Hampir bisa dipastikan uang yang ditemukan di ruang kerja dan kediaman Nurhadi itu terkait dugaan suap dalam pengajuan Peninjauan Kembali (PK) di Pengadilan Negeri Jakarta Pusat. “Kita punya keyakinan bahwa uang itu ada hubungannya dengan perkara hukum,” ujar La Ode Syarief, Wakil Ketua KPK, di Jakarta, 26 April 2016 lalu.

Bila nanti Nurhadi terbukti terlibat perkara suap, ini bagaikan déjà vu, peristiwa yang berulang sejak bertahun lalu. Peneliti institusi hukum Sebastian Pompe pernah menggambarkan dengan gamblang fenomena suap-menyuap di Mahkamah Agung, dalam bukunya Runtuhnya Institusi Mahkamah Agung, yang terbit tahun 2012.

Menurut Pompe, fenomena suap mulai merasuk di dunia pengadilan Indonesia, hingga ke Mahkamah Agung, terutama di tahun 1990-an.

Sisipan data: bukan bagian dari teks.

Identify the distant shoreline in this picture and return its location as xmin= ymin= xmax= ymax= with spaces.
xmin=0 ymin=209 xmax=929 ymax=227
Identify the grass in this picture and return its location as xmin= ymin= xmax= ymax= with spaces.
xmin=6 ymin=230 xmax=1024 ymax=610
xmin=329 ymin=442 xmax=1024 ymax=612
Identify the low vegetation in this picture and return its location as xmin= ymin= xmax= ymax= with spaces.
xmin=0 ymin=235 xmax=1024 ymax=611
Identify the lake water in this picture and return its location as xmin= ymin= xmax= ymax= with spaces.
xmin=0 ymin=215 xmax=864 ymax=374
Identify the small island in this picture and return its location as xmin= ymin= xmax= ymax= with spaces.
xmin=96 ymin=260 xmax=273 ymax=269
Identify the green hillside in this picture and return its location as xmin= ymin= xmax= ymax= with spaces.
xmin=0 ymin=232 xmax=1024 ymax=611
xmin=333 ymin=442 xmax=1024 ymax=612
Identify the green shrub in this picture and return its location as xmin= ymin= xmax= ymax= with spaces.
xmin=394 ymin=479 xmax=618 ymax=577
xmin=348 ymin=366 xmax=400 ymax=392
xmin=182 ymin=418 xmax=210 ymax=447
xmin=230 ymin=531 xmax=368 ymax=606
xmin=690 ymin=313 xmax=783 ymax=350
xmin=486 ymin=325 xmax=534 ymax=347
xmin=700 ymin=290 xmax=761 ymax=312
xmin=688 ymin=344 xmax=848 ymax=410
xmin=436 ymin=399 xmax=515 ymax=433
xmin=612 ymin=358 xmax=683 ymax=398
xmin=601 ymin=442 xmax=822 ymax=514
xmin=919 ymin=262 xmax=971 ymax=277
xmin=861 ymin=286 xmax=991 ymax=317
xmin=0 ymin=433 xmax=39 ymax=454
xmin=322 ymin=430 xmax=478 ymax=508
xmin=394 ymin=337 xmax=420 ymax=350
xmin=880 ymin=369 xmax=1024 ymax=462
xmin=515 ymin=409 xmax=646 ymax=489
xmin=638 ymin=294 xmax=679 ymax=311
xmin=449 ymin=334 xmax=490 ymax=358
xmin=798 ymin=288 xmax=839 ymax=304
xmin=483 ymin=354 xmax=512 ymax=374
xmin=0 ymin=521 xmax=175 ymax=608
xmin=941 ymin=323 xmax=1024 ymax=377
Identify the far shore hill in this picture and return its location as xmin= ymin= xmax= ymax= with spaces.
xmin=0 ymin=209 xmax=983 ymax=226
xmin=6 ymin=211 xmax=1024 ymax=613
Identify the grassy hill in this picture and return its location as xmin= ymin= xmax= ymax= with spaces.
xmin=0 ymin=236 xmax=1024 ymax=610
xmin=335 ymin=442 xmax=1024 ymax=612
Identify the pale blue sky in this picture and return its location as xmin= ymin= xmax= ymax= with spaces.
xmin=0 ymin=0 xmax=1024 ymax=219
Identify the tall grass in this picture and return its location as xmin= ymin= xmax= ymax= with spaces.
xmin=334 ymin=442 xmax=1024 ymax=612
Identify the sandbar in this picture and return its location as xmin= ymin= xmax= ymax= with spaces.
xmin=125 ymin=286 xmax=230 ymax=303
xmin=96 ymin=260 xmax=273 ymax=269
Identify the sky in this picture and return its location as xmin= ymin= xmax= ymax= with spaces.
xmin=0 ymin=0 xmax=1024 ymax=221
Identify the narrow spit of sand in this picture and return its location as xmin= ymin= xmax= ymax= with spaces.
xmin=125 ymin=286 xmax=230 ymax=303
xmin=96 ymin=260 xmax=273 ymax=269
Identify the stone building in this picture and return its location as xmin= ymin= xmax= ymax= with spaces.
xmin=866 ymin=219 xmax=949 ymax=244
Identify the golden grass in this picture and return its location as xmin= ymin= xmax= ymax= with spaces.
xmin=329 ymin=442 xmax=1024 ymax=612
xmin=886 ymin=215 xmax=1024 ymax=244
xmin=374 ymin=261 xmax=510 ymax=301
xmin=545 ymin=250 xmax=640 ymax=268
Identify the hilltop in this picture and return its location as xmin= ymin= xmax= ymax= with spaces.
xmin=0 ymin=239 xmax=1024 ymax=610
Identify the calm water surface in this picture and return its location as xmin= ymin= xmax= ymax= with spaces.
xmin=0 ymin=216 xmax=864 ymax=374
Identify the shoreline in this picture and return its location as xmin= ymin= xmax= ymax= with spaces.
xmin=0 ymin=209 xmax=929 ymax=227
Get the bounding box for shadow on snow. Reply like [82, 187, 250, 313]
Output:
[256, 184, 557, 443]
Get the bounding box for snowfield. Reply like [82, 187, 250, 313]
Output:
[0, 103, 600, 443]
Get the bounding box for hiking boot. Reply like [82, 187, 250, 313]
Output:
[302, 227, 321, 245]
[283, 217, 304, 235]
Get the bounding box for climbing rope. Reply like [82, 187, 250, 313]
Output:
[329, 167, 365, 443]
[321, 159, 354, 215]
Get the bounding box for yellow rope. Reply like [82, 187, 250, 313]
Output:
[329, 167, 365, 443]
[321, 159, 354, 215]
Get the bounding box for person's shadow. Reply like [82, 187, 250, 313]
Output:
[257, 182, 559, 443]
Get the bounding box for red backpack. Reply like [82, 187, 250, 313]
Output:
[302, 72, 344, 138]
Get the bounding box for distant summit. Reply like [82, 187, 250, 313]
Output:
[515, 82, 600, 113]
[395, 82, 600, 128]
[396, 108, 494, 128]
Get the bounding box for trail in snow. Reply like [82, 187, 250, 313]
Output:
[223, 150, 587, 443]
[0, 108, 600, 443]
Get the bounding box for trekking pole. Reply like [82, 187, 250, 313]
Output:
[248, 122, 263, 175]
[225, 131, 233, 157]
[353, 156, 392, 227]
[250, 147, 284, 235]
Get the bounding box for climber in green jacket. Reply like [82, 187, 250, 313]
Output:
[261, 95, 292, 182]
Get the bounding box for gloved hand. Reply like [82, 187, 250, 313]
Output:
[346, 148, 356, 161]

Pada 1990-an, korupsi di pengadilan bawah menjadi endemik, sampai-sampai Ketua Mahkamah Agung saat itu, Purwoto Gandasubrata, membuka Kotak Pos khusus bagi pengaduan anonim tentang penyelewengan yudisial. Ketua Mahkamah Agung terpaksa mengakui kemungkinan bahwa separuh Kehakiman Indonesia terlibat dalam korupsi—“Saya tidak yakin kalau jumlah hakim yang korup melebihi 50 persen”, kata Ketua Mahkamah Agung Soerjono agak menduga-duga pada 1995.

Bekas Ketua Muda Mahkamah Agung Asikin Kusumah Atmadja mengatakan dalam bahasa yang tidak begitu tegas, bahwa “sekitar 50 persen hakim korup”, tetapi para pengamat terkemuka menganggap perkiraan itu masih konservatif.

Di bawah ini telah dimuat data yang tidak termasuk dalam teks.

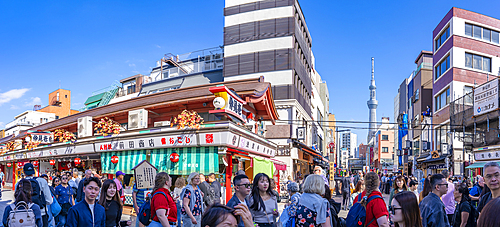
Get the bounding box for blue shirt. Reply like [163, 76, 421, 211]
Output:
[55, 184, 73, 205]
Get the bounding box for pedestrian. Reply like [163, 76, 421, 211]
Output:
[353, 172, 389, 227]
[389, 175, 408, 206]
[76, 169, 92, 203]
[148, 172, 178, 227]
[451, 183, 476, 227]
[248, 173, 280, 227]
[389, 191, 422, 227]
[419, 174, 450, 227]
[66, 177, 106, 227]
[201, 203, 254, 227]
[208, 173, 222, 203]
[294, 175, 332, 227]
[477, 198, 500, 227]
[340, 173, 351, 210]
[114, 171, 125, 203]
[172, 177, 186, 227]
[55, 175, 75, 227]
[2, 179, 43, 227]
[99, 179, 132, 227]
[477, 162, 500, 212]
[23, 162, 53, 226]
[133, 180, 153, 227]
[181, 172, 205, 227]
[227, 174, 254, 227]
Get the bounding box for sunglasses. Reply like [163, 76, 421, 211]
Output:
[389, 206, 403, 215]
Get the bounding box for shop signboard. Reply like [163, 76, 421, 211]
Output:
[132, 160, 158, 189]
[474, 79, 498, 116]
[95, 133, 198, 152]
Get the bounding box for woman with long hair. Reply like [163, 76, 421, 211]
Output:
[180, 173, 205, 227]
[172, 177, 186, 227]
[248, 173, 279, 227]
[354, 172, 389, 227]
[389, 191, 422, 227]
[2, 179, 43, 227]
[99, 179, 132, 227]
[418, 178, 432, 201]
[389, 175, 408, 206]
[148, 172, 177, 227]
[450, 183, 475, 227]
[477, 198, 500, 227]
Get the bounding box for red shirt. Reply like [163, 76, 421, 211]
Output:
[151, 188, 177, 222]
[353, 191, 389, 227]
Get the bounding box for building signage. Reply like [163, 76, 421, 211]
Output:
[474, 79, 498, 116]
[95, 133, 197, 152]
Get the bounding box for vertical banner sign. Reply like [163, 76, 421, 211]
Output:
[474, 79, 498, 116]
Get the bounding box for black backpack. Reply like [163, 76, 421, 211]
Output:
[29, 177, 47, 209]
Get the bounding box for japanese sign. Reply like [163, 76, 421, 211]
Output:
[95, 133, 197, 152]
[132, 160, 158, 189]
[474, 79, 498, 116]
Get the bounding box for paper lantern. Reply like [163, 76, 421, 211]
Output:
[170, 153, 179, 163]
[111, 155, 118, 164]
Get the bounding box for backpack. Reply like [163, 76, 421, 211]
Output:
[29, 177, 47, 210]
[346, 193, 382, 227]
[137, 192, 168, 226]
[7, 201, 36, 227]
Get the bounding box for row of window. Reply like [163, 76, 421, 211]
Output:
[434, 26, 450, 50]
[434, 55, 450, 80]
[465, 23, 500, 44]
[465, 53, 491, 72]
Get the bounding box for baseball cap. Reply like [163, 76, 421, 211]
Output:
[23, 162, 35, 176]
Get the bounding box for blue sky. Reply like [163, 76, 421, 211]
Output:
[0, 0, 500, 143]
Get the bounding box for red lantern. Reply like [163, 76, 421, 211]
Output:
[111, 155, 118, 164]
[170, 153, 179, 163]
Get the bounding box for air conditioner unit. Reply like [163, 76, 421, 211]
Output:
[77, 116, 92, 138]
[128, 109, 148, 130]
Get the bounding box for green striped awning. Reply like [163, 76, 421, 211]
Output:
[150, 147, 219, 175]
[101, 150, 146, 174]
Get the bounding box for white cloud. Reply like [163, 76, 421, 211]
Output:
[24, 97, 42, 106]
[0, 88, 30, 106]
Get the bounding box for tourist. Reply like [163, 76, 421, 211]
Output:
[201, 203, 254, 227]
[389, 175, 408, 206]
[477, 162, 500, 212]
[55, 175, 75, 227]
[66, 177, 106, 227]
[181, 173, 205, 227]
[451, 183, 475, 227]
[2, 179, 44, 227]
[227, 175, 252, 227]
[99, 179, 132, 227]
[477, 198, 500, 227]
[353, 172, 389, 227]
[248, 173, 280, 227]
[419, 174, 450, 227]
[389, 191, 422, 227]
[172, 177, 186, 227]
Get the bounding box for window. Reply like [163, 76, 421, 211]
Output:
[435, 27, 450, 50]
[434, 55, 450, 80]
[465, 24, 499, 44]
[436, 88, 450, 110]
[465, 53, 491, 72]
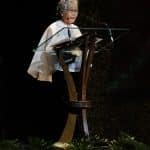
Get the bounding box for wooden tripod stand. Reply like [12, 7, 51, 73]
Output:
[52, 35, 96, 147]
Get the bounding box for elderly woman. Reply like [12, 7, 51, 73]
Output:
[27, 0, 82, 82]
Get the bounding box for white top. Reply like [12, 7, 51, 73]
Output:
[28, 20, 82, 81]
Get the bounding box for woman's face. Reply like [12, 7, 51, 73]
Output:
[62, 10, 78, 24]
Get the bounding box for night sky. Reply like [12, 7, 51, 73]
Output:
[0, 0, 150, 142]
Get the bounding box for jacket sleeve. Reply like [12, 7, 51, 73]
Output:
[27, 25, 53, 82]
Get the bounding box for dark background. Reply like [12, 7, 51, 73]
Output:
[0, 0, 150, 143]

Wabah korupsi yang tak terkendali di pengadilan tingkat bawah tak pelak dipengaruhi oleh Mahkamah Agung, tetapi setidak-tidaknya hingga 1974 Mahkamah Agung relatif masih bersih. Dalam catatan Sebastian Pompe, sejak akhir 1980-an menjadi semakin sulit bagi seorang hakim Mahkamah Agung untuk mempertahankan integritasnya. Jumlah hakim agung yang baik dan jujur merosot, dan hakim-hakim semacam itu terancam dikucilkan. Seorang Hakim Mahkamah Agung mengomentari kondisi tersebut: “Jika dahulu orang harus mencari seorang hakim yang korup dengan lentera, sekarang ia harus menggunakan lentera itu untuk mencari hakim yang jujur”.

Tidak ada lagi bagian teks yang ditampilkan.